Review Session #4 Flashcards
True or False: Since SARSA is an “online” algorithm, it will never learn the optimal policy for an environment.
False. As noted: “online” does not matter, SARSA converges with infinite exploration at the limit and a greedy policy.
True or False: RL with linear function approximation only works on toy problems.
False, by doing feature engineering can be used broadly. Add non-linear features and you can cover a lot of problems.
True or False: KWIK algorithms are an improvement of MB (mistake bound) algorithms and as such will have same or better time complexity for all classes of problems.
False: “However, some hypothesis classes are exponentially
harder to learn in the KWIK setting than
in the MB setting. An example is conjunctions of n
Boolean variables, in which MB algorithms can guess
“false” when uncertain and learn with n+1 mistakes,
but a KWIK algorithm may need
(2n/2) [I don’t know]s to acquire
the negative examples required to capture the
target hypothesis.”
True or False: With a classic update using linear function approximation, we will always converge to some values, but they may not be optimal.
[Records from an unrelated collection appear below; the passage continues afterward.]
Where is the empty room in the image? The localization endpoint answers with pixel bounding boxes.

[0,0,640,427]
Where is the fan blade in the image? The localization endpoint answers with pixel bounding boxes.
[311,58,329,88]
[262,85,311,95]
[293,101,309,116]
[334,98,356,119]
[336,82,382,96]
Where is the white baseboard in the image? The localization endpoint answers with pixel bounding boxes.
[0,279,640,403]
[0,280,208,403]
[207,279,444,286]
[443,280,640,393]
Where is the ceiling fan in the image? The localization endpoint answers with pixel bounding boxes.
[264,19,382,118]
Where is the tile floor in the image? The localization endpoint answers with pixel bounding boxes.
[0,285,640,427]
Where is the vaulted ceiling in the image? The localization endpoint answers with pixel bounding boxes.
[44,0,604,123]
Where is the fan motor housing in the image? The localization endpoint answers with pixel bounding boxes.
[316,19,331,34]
False we will always converge to a global optima but the linear function approximation may not be suitable for non-linear domains. Baird’s star problem is not guaranteed to converge.
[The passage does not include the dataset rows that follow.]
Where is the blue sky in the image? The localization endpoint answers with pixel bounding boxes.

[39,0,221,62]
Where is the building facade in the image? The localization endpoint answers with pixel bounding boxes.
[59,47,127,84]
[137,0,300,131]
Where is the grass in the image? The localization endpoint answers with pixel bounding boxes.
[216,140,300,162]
True or False: Residual algorithms are always guaranteed to converge, but often do so too slowly to be practical.
True: Depending on the choice of psi, the residual algorithm shows this behavior. Residual algorithms are a generalization of residual gradient algorithms.
True or False: Applying generalization with an “averager” on an MDP results in another MDP.
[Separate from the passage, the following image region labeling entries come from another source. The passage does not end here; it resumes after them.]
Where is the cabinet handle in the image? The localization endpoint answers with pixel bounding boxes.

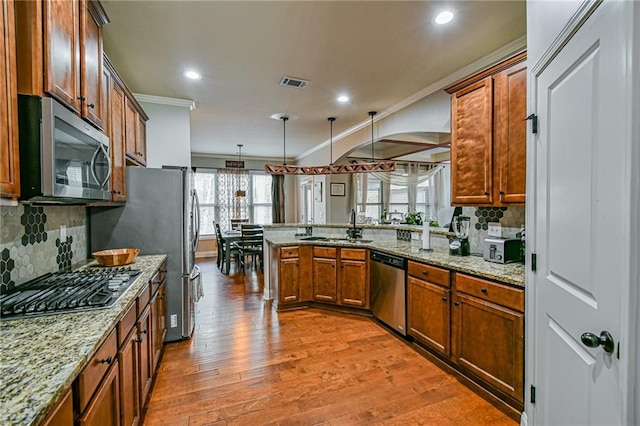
[100,356,113,364]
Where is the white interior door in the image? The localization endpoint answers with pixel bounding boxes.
[532,2,630,425]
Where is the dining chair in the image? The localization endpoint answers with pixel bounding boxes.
[237,224,264,272]
[213,222,240,271]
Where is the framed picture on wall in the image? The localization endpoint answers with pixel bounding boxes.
[331,183,344,197]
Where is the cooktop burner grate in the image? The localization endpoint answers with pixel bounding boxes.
[0,267,141,320]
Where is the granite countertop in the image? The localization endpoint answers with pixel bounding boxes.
[265,235,525,288]
[0,255,167,425]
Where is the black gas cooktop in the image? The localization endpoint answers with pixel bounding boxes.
[0,267,142,320]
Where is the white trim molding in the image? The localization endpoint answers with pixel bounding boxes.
[133,93,196,111]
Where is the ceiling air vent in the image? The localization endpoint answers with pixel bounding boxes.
[278,75,309,89]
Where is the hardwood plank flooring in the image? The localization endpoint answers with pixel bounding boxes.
[144,261,517,426]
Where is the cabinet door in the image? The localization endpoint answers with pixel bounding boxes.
[0,0,20,198]
[43,0,81,112]
[137,306,153,407]
[80,0,104,129]
[118,327,140,426]
[136,114,147,165]
[453,293,524,402]
[313,257,338,303]
[124,97,139,161]
[494,63,527,204]
[78,361,120,426]
[340,259,369,308]
[451,77,493,205]
[407,277,451,356]
[279,258,300,303]
[109,80,127,201]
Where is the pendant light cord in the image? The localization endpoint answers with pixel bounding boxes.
[369,111,377,161]
[327,117,336,166]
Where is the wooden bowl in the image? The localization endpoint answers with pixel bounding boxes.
[91,249,140,266]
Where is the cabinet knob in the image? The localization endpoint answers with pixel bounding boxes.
[100,356,113,364]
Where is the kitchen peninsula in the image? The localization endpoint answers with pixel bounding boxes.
[265,224,525,419]
[0,255,167,425]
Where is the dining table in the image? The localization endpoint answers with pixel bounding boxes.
[221,230,242,275]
True, any generalization of an MDP would result in another MDP.
True or False: Problems that can be represented as POMDPs cannot be represented as MDPs.
False. You can go from an POMDP over some state-space to a larger MDP over a belief-space.
True or False: The only algorithms that work in POMDPs are planning algorithms.
False: Lots of algorithms will work here that involve using the POMDP: qlearning, sarsa, etc… Certain POMDPs could even be solved by using the PSR. Which I thought was a good example, but, not mentioned in this thread.
Noting they are undecidable for POMDPs in general is a fine answer as well.
True or False: We can represent any POMDP as a PSR, however some classes of POMDPs will be too large to deal with as PSRs.
False. Lot of algorithms will work here. PSR as noted is a great counter example.
PSR theorems shows that any POMDP can be represented as a PSR with no more than n tests. So they can be reasonably converted to PSRs.